Analysis that respects the diverse range of ways that citizens engage in democratic processes, that ensures all these voices are properly heard, including the multiple voices in single responses; that appraises the expert views, and takes account of any vested interests – which by their very nature consultations, and reviews, attract.

In a process designed to allow for engagement so varied and diverse, all things are not equal. In a decision that is so important, one plus one does not necessarily or simply equal two. 

The ultimate tests of the impact of the consultation will be whether the voices informed the final decision - and whether that decision is the right one for the people of Scotland.

Since August last year when the Scottish Government’s consultation started, the uncertainty about the final shape of the National Care Service has been unsettling. It created an unwelcome hiatus in terms of work to #KeepThePromise. With several, including The Promise Scotland, expressing worries that, never mind the consultation, any subsequent public sector reform will be a huge distraction and suck up precious time that would be so much better spent on change - and thwart the ongoing work that is gaining traction and giving cause for hope.

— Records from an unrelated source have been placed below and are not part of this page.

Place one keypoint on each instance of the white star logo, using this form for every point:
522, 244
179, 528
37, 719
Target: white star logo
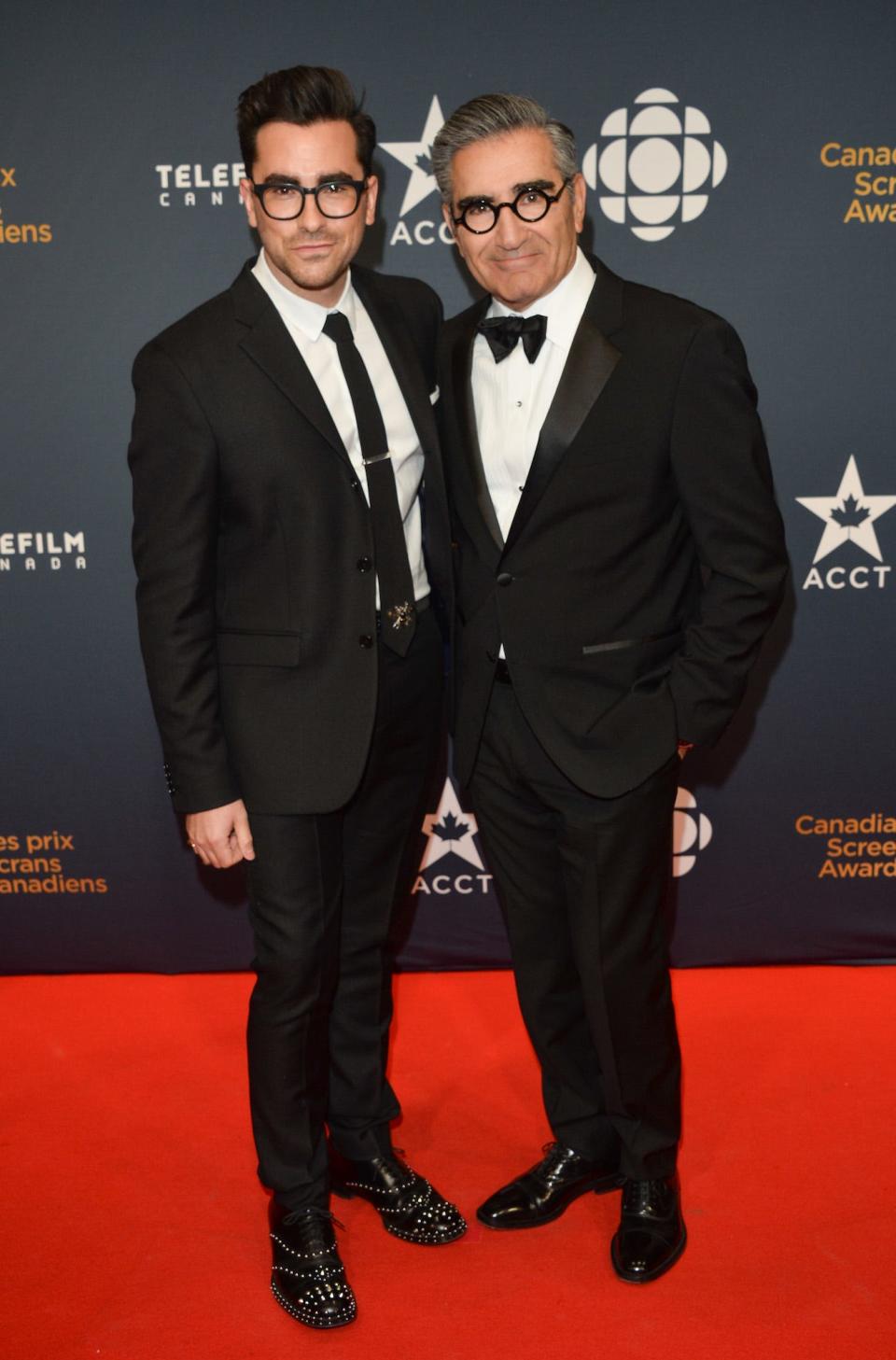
415, 155
848, 514
450, 830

To allow for the legislative timetable to be kept, it is expected that the Scottish Government will make public its decision in March. 

This leaves the rest of us with a few weeks to catch up: to examine the responses; to consider the analysis when it comes; and to reflect on our own views and whether the government has addressed any concerns we may have voiced.

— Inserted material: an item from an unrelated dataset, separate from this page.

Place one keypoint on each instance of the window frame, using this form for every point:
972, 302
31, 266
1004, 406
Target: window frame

To make sure its programme of work respects the range of positions and perspectives, The Promise Scotland has commissioned an independent analysis of all responses that mention children and families. The volume of consultation responses and when they were published means this is unlikely to be finalised before the government announces its position - so The Promise Scotland is unlikely to be clear about what has informed the government’s evidence base.

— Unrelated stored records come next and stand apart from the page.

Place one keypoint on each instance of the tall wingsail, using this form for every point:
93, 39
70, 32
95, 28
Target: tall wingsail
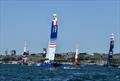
76, 57
53, 37
110, 55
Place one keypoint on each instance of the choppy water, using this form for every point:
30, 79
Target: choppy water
81, 73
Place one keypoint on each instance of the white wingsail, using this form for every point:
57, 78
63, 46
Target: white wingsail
53, 37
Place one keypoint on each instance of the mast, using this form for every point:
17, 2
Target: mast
76, 56
110, 55
53, 37
25, 47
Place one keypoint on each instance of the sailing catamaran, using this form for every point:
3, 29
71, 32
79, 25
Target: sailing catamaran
76, 57
50, 56
110, 54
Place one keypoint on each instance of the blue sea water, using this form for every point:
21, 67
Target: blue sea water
9, 72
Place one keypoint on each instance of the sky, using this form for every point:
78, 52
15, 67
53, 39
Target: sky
86, 23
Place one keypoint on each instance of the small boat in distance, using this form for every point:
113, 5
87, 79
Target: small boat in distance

But importantly for government, the scale of engagement provides an opportunity to demonstrate that it cherishes democratic wellbeing and can be trusted to be open and transparent in its decision-making. 

Ministers may believe that clarity on the National Care Service and a plan for significant public sector reform will help them win over voters and ensure the retention of a majority. 

They might be right.

But the Independent Care Review secured cross-party support, which was restated in February 2020 when it published its seven reports and has been maintained ever since by The Promise Scotland. Meaning there is no political impediment, nationally or locally to #KeepThePromise. 

And, on Saturday 5th February, the activities to mark the second anniversary of the Care Review showed progress is being made. Hundreds of individuals and organisations reaffirmed their commitment to change, with many listing what changes they’d made, and what else they are planning to do differently. 

For democratic wellbeing to thrive, there needs to be no false analysis that sabotages the heartfelt promises to do better by children and families. Because at its worse, hasty decisions, loss of progress and momentum towards meaningful sustained change could lead to, say in a decade’s time, Scotland having another care review – and the generation promised better, but let down, asked to re-live their trauma alongside a new generation, failed in all the same old ways.  All to tell Scotland what it already knows now.

What the Scottish Government does next will not only be test of the extent to which we all have a voice in decisions that affect us and whether that voice is heard, it will also determine our democratic well – or ill – being.